Lewis, the Health Protection Agency spokeswoman, said doctors had not discovered the presence of polonium-210 in Litvinenko earlier because hospitals do not normally test for the alpha-ray radiation it emits.

University College Hospital, where Litvinenko died, said Friday it could not comment further because the case was being investigated by police.

Litvinenko’s friends had little doubt about who was to blame – Putin’s regime.

They said the former spy, who sought asylum in Britain in 2000 and became a citizen, worked tirelessly to uncover corruption in Russia’s Federal Security Service, the successor agency to the Soviet-era KGB, and unmask Politkovskaya’s killers.

Litvinenko had worked for the KGB and then the Federal Security Service until he publicly accused his superiors in 1998 of ordering him to kill Russian tycoon Boris Berezovsky.

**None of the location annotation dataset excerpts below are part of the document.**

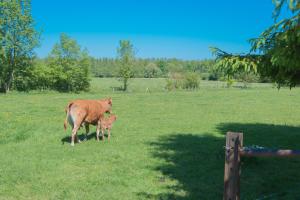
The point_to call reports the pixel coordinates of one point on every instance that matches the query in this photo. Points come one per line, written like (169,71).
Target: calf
(86,112)
(106,124)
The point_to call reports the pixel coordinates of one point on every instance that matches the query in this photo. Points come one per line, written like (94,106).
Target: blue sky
(157,28)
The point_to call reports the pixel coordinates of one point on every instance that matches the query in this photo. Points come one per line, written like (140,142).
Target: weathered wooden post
(234,142)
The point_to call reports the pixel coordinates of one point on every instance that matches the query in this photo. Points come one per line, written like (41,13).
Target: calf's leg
(87,130)
(108,131)
(98,131)
(74,133)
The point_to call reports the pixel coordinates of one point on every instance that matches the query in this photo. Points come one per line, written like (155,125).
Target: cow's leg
(98,131)
(74,134)
(108,131)
(102,131)
(87,130)
(77,138)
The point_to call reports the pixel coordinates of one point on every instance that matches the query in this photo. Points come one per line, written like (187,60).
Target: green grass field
(164,145)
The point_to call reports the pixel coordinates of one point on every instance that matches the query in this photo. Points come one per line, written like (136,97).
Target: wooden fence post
(234,141)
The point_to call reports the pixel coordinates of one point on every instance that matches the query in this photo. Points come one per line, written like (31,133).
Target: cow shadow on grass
(67,139)
(192,165)
(194,162)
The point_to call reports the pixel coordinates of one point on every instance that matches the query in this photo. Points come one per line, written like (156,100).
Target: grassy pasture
(164,145)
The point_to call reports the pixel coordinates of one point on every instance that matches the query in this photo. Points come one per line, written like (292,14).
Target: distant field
(164,145)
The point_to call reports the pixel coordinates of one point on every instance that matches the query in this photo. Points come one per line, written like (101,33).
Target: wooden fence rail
(233,151)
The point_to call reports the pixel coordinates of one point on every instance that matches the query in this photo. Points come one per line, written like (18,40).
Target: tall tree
(274,54)
(126,55)
(70,65)
(18,38)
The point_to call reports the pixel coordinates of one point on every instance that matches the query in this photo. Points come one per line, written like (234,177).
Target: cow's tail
(67,110)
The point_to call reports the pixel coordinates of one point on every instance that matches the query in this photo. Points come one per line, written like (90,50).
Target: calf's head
(107,105)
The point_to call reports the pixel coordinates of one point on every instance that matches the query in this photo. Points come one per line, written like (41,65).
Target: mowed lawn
(164,145)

He spent nine months in jail on charges of abuse of office, but was later acquitted and moved to Britain.

In Moscow, pro-Kremlin legislators pointed at Berezovsky, who amassed a fortune in dubious privatization deals after the 1991 Soviet collapse but fled to London after falling out of favor with Putin. He has been a persistent critic of Putin and worked with Litvinenko.

Lawmakers questioned whether the two critics had a falling out and argued the Kremlin had nothing to gain from Litvinenko’s death. “I think this is another game of some kind by Berezovsky,” Valery Dyatlenko said on Channel One.

Litvinenko’s father, Walter, said his son “fought this regime, and this regime got him.”

“It was an excruciating death and he was taking it as a real man,” Walter Litvinenko told reporters outside the hospital, his voice choked with emotion.

Goldfarb said the attack bore “all the hallmarks of a very professional, sophisticated and specialist operation.”

Another friend, Andrei Nekrasov, said Litvinenko told him: “The bastards got me, but they won’t get everybody.”



Associated Press writer Maria Cheng contributed to this report.